Let A be an n x n matrix. Denote it's columns b v_{1}, v_{2}, ... v_{n}. Keep in mind these are column vectors in R^{n}.
Prove that A is invertible if and only if {v_{1}, v_{2}, ... v_{n}} spans R^{n}.
I have no idea what you know and can use.
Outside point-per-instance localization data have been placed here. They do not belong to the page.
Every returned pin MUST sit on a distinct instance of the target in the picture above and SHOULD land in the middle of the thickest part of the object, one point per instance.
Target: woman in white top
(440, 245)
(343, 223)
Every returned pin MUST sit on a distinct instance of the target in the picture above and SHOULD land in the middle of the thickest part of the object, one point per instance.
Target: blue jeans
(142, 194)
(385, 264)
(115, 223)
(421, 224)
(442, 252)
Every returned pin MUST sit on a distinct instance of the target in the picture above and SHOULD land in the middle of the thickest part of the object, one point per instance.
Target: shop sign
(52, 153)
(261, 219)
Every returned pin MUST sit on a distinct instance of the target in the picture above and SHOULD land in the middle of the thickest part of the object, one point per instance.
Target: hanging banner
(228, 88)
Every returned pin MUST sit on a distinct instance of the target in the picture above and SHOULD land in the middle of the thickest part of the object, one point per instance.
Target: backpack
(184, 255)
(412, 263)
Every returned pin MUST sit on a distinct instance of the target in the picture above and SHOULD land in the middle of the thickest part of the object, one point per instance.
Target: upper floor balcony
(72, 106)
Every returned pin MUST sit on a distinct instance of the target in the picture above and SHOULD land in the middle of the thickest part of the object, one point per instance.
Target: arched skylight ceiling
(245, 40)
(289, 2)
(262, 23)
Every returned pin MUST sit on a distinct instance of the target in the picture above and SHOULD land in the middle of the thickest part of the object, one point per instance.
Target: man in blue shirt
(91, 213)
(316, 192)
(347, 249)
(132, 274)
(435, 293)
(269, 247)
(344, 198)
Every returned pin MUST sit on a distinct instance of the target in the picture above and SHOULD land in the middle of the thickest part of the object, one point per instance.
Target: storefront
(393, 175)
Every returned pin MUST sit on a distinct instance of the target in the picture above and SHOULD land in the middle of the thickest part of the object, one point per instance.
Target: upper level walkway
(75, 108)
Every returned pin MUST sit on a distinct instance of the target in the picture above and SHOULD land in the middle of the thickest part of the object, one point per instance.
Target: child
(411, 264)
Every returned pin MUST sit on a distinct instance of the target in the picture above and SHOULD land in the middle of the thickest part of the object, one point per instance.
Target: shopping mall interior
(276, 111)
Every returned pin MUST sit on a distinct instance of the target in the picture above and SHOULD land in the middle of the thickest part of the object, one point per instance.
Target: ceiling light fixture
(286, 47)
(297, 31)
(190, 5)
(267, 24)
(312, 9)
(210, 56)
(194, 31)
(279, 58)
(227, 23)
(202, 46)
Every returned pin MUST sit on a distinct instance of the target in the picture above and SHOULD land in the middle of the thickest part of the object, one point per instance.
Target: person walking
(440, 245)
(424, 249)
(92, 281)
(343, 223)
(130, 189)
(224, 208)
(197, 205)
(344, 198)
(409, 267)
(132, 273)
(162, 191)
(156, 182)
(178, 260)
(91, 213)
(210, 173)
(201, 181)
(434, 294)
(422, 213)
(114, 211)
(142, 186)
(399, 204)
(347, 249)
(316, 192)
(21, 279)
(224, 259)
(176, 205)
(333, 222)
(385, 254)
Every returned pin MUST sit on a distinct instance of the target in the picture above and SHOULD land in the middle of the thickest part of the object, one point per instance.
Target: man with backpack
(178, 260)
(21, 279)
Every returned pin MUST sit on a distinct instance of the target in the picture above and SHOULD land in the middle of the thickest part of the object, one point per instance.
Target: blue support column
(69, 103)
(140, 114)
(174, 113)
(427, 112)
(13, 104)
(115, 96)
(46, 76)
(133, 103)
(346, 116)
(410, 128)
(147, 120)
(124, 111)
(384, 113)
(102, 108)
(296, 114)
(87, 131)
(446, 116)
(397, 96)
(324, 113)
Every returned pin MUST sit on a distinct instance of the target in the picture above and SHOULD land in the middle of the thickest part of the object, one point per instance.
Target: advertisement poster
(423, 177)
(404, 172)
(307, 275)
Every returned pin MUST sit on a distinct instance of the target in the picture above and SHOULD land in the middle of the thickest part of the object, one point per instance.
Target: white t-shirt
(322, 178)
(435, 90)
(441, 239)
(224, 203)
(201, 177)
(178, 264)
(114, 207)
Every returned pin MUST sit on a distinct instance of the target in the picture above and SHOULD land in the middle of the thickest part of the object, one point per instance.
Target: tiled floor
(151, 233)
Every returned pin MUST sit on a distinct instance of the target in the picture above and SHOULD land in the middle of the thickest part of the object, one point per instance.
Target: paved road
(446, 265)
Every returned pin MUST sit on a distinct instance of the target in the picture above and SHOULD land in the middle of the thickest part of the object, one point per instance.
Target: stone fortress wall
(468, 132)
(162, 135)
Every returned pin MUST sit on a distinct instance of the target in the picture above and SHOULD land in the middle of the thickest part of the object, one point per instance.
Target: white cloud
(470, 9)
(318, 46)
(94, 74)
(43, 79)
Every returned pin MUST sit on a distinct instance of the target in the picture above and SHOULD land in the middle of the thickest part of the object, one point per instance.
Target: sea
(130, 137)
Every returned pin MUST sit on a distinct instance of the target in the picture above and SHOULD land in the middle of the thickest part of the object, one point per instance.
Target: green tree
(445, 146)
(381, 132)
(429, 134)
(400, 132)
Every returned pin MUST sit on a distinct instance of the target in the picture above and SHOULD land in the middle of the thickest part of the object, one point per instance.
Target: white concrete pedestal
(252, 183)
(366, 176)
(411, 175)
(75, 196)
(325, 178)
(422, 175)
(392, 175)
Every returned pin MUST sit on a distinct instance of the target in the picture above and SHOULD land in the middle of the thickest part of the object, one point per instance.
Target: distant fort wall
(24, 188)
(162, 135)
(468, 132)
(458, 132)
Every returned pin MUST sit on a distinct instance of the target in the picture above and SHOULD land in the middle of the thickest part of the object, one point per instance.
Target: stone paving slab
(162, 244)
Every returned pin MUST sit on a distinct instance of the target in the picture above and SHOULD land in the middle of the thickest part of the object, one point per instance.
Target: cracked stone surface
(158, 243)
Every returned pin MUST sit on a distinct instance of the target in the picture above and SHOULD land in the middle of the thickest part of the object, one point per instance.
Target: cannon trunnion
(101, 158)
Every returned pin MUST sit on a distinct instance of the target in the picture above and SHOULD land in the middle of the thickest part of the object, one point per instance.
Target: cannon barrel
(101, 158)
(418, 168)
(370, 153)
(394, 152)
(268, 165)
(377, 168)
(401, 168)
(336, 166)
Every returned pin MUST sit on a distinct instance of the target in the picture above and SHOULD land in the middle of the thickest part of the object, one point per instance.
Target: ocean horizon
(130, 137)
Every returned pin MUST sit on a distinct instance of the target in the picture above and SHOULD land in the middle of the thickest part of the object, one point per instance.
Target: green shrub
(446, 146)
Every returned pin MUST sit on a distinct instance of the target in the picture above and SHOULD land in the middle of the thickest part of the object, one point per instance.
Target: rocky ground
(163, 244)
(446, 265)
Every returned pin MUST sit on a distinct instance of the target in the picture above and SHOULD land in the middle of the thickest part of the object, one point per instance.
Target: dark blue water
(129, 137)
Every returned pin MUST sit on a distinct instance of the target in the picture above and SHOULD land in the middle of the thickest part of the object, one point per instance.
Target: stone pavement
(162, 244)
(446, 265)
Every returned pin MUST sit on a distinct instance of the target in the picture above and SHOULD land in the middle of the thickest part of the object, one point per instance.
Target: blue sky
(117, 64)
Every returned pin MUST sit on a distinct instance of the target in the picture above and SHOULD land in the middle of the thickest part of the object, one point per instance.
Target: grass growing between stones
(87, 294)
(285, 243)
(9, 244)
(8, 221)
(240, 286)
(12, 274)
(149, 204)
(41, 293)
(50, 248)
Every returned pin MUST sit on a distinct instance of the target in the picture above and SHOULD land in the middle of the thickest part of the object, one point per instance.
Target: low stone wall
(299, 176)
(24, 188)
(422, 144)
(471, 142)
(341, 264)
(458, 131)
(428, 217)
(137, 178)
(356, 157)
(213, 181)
But here is a quick proof using things I feel ought to be done before proving this theorem.
$\displaystyle A$ spans $\displaystyle \mathbb{R}^n$
iff
$\displaystyle Ax=b$ is consistent for all $\displaystyle b \in \mathbb{R}^n$
iff
$\displaystyle A$ has $\displaystyle n$ pivot rows (and also $\displaystyle n$ pivot columns since $\displaystyle A$ is square)
iff
$\displaystyle A$ is row equivalent to the $\displaystyle n\times n$ identity matrix
iff
$\displaystyle A$ is invertible.
First show that if you take A times $\displaystyle \begin{bmatrix}1 \\ 0 \\ 0 \\ \cdot\cdot\cdot \\ 0\end{bmatrix}$ you get the first column of A, that if you take A times $\displaystyle \begin{bmatrix} 0 \\ 1 \\ 0 \\ \cdot\cdot\cdot \\ 0 \end{bmatrix}$ you get the second column, etc.
In other words, A maps the standard basis for R^{n} into the columns of A. Those vectors span the range of A.